Salzburg - Ob Löwe, Leopard, Nashorn, Elefant, oder Eisbär - auf der Salzburger Jagdmesse "Hohe Jagd und Fischerei" können Hobbyjäger den Abschuss von gefährdeten Arten buchen. Von Tier- und Artenschutzorganisationen werden diese Jagdsafariangebote heftig kritisiert. Die Veranstalter betonen, die Reisen seien unbedenklich für den Bestand der Tiere und würden sogar zum Artenschutz beitragen.

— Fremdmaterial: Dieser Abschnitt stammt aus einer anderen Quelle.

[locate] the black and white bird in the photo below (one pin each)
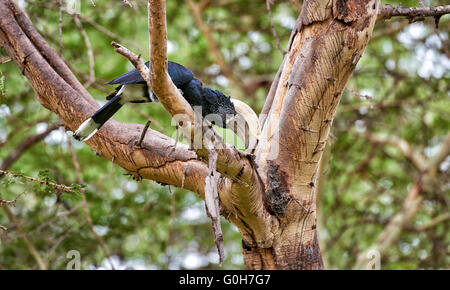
(132, 88)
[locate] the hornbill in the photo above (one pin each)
(132, 88)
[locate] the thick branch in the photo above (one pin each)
(59, 91)
(412, 13)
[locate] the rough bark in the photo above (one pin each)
(327, 42)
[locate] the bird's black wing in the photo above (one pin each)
(178, 73)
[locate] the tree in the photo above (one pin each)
(271, 196)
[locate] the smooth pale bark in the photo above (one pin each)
(271, 199)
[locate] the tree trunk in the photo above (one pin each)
(270, 198)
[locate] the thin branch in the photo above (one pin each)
(274, 32)
(60, 27)
(434, 222)
(42, 265)
(57, 187)
(403, 146)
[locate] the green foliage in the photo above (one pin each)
(142, 224)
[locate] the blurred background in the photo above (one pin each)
(393, 119)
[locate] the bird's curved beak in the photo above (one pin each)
(245, 124)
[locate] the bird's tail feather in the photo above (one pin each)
(91, 125)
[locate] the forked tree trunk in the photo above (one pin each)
(271, 199)
(326, 44)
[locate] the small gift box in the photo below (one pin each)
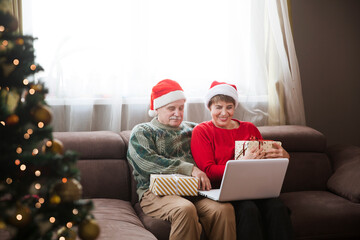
(242, 146)
(173, 184)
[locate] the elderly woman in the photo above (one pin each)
(213, 144)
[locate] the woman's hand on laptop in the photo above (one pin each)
(277, 152)
(204, 181)
(254, 153)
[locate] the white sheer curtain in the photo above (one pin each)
(101, 58)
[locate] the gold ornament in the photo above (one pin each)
(21, 217)
(13, 119)
(2, 224)
(89, 230)
(67, 233)
(8, 68)
(54, 146)
(69, 191)
(42, 114)
(37, 87)
(55, 199)
(11, 99)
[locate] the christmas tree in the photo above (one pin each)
(40, 195)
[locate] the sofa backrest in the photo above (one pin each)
(309, 167)
(102, 163)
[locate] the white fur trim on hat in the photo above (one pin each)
(223, 89)
(168, 98)
(152, 113)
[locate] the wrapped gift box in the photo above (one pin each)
(242, 146)
(173, 184)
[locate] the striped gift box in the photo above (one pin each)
(173, 184)
(242, 146)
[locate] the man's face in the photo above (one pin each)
(171, 114)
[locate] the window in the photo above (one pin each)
(114, 51)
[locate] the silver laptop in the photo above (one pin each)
(250, 179)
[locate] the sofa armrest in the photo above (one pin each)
(345, 180)
(158, 227)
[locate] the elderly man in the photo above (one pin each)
(163, 146)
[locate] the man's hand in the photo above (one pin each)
(277, 152)
(204, 181)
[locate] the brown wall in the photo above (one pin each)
(327, 41)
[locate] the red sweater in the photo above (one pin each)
(212, 147)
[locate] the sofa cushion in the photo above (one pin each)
(105, 178)
(118, 220)
(346, 178)
(295, 138)
(307, 171)
(94, 145)
(322, 215)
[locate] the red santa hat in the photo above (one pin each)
(223, 88)
(163, 93)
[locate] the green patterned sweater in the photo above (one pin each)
(155, 148)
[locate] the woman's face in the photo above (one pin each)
(222, 113)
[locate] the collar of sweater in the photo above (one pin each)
(156, 122)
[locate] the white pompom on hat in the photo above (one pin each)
(163, 93)
(222, 88)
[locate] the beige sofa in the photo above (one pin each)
(321, 188)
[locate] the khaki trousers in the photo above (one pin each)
(189, 215)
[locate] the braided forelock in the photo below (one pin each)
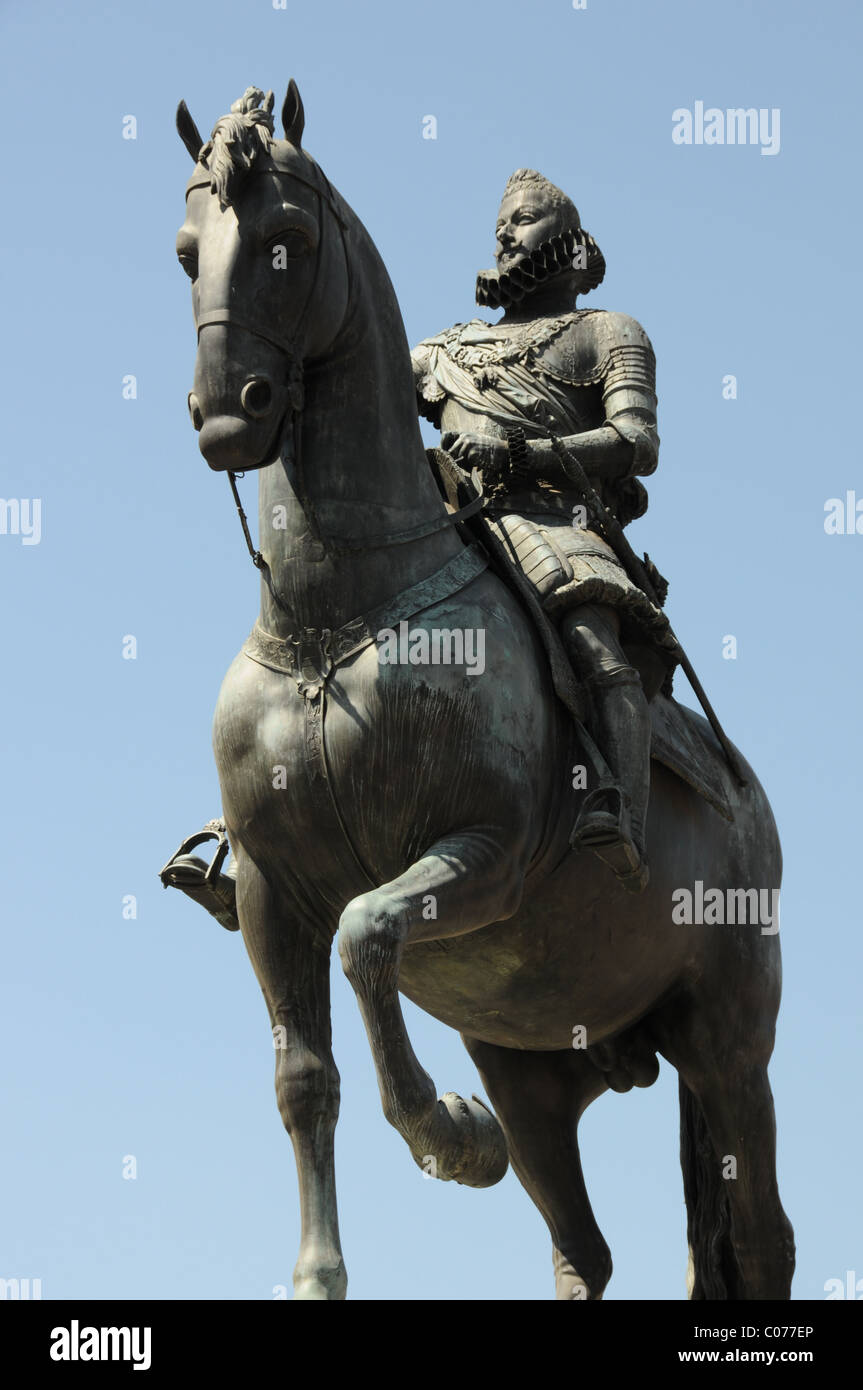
(236, 141)
(549, 192)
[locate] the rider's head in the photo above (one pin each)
(531, 211)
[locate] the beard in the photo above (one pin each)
(569, 250)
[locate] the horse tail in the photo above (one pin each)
(713, 1266)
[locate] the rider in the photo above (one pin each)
(498, 394)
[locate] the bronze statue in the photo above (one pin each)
(421, 808)
(496, 394)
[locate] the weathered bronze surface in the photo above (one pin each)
(427, 811)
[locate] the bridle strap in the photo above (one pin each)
(229, 316)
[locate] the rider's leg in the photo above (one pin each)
(613, 824)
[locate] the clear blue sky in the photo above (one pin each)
(149, 1036)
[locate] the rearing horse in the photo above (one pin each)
(421, 811)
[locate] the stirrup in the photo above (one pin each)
(206, 884)
(609, 836)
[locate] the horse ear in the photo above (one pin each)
(293, 117)
(188, 131)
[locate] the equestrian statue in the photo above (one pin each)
(450, 740)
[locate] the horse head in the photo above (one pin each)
(263, 246)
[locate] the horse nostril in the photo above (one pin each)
(256, 398)
(195, 412)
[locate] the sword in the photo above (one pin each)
(609, 527)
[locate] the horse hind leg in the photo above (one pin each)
(292, 966)
(539, 1097)
(740, 1236)
(473, 879)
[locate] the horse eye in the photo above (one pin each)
(189, 263)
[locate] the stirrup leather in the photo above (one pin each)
(609, 834)
(204, 883)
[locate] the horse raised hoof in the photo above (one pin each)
(323, 1282)
(463, 1143)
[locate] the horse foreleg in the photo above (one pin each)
(539, 1097)
(292, 968)
(471, 880)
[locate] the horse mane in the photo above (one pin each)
(236, 142)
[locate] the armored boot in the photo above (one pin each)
(612, 819)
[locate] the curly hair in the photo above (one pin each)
(236, 141)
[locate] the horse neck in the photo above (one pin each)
(360, 471)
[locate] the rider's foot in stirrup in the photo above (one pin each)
(603, 826)
(206, 884)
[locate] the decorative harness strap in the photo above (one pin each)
(313, 655)
(311, 658)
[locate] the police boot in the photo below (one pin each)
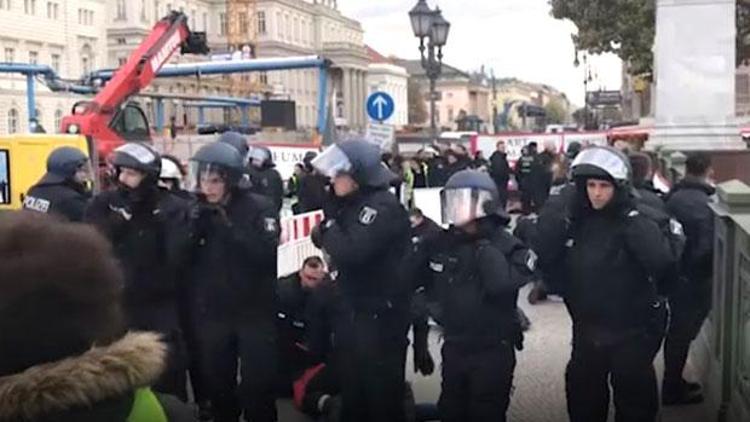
(681, 393)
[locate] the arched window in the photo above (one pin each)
(12, 120)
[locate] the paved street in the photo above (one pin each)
(539, 385)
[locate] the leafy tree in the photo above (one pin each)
(627, 28)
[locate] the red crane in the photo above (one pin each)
(106, 120)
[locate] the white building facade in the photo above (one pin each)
(393, 80)
(69, 36)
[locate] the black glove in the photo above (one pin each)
(423, 362)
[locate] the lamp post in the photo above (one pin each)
(432, 30)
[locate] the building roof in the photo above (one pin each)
(376, 57)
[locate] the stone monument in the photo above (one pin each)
(694, 69)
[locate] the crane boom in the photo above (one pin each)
(95, 118)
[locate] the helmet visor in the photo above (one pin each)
(604, 159)
(462, 206)
(332, 162)
(203, 175)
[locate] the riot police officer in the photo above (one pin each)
(611, 252)
(366, 234)
(477, 268)
(264, 179)
(147, 229)
(232, 273)
(63, 189)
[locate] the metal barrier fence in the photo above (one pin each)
(722, 351)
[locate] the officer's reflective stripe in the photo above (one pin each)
(147, 408)
(437, 267)
(36, 204)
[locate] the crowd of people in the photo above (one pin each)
(169, 281)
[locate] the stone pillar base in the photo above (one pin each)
(700, 137)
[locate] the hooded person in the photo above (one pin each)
(147, 228)
(64, 189)
(366, 234)
(312, 186)
(264, 178)
(65, 353)
(476, 268)
(612, 252)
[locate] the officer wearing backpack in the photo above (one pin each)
(476, 270)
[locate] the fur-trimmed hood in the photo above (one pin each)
(101, 373)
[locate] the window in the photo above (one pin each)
(53, 10)
(12, 120)
(222, 24)
(121, 13)
(58, 118)
(55, 62)
(243, 29)
(261, 23)
(29, 7)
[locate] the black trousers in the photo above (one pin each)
(626, 364)
(689, 305)
(477, 382)
(221, 346)
(371, 356)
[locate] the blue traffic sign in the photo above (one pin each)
(380, 106)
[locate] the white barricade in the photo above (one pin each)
(295, 245)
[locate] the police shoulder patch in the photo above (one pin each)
(368, 215)
(270, 225)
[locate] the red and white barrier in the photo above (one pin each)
(296, 245)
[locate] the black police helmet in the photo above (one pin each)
(367, 168)
(237, 140)
(223, 156)
(138, 156)
(63, 163)
(478, 180)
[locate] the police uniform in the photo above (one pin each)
(147, 228)
(473, 289)
(366, 235)
(232, 272)
(57, 192)
(611, 258)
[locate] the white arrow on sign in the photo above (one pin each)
(380, 103)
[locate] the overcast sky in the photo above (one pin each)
(518, 38)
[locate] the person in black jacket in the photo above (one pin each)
(690, 299)
(366, 235)
(65, 353)
(473, 289)
(147, 227)
(611, 251)
(63, 190)
(312, 187)
(264, 179)
(500, 172)
(232, 272)
(642, 174)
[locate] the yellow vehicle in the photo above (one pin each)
(23, 161)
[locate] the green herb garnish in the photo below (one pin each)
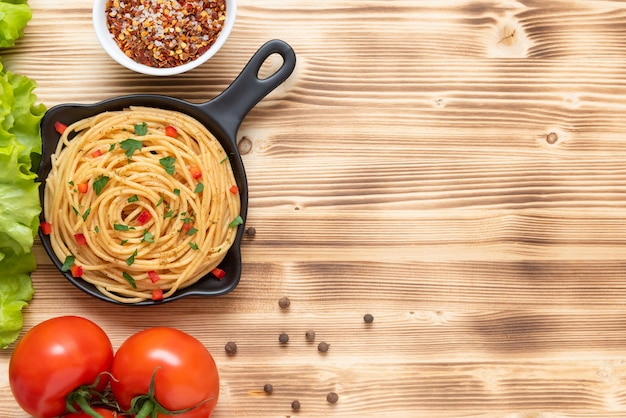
(129, 279)
(141, 128)
(131, 145)
(168, 164)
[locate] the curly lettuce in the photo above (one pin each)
(14, 15)
(20, 153)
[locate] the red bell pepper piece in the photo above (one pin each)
(80, 239)
(195, 171)
(153, 276)
(157, 294)
(171, 131)
(60, 127)
(77, 271)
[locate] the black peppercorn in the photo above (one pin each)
(323, 347)
(284, 302)
(332, 397)
(230, 347)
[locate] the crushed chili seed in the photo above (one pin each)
(165, 33)
(284, 302)
(231, 348)
(332, 397)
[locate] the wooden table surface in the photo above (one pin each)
(456, 168)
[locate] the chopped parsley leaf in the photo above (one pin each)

Beinahe jedes Tier, das auf der Roten Liste gefährdeter Arten der Weltnaturschutzunion (IUCN) steht, kann in manchen Ländern legal gejagt werden. Auch österreichische Hobbyjäger lassen sich die exklusiven Jagdsafaris oft zehntausende Euro Kosten, um eine Trophäe als Souvenir mit nach Hause zu nehmen. "Durch die Großwildjagd werden gefährdete und international geschützte Arten weiter dezimiert", kritisiert Daniela Freyer von Pro Wildlife.

"Unbedenklich für den Bestand"

Die Vorwürfe der Tierschutzorganisationen seien "unsachlich", kontert Michael Lüke, Geschäftsführer des Jagdreiseveranstalters Blaser Safaris. Die Großwildjagden seien "unbedenklich für den Bestand", weil nur ältere Tiere gejagt werden. Der Bestand von Nashörnern etwa sei durch die Jagd sogar wieder aufgebaut worden, da die Tiere auf eigens eingerichteten Jagdfarmen von Jägern geschützt würden.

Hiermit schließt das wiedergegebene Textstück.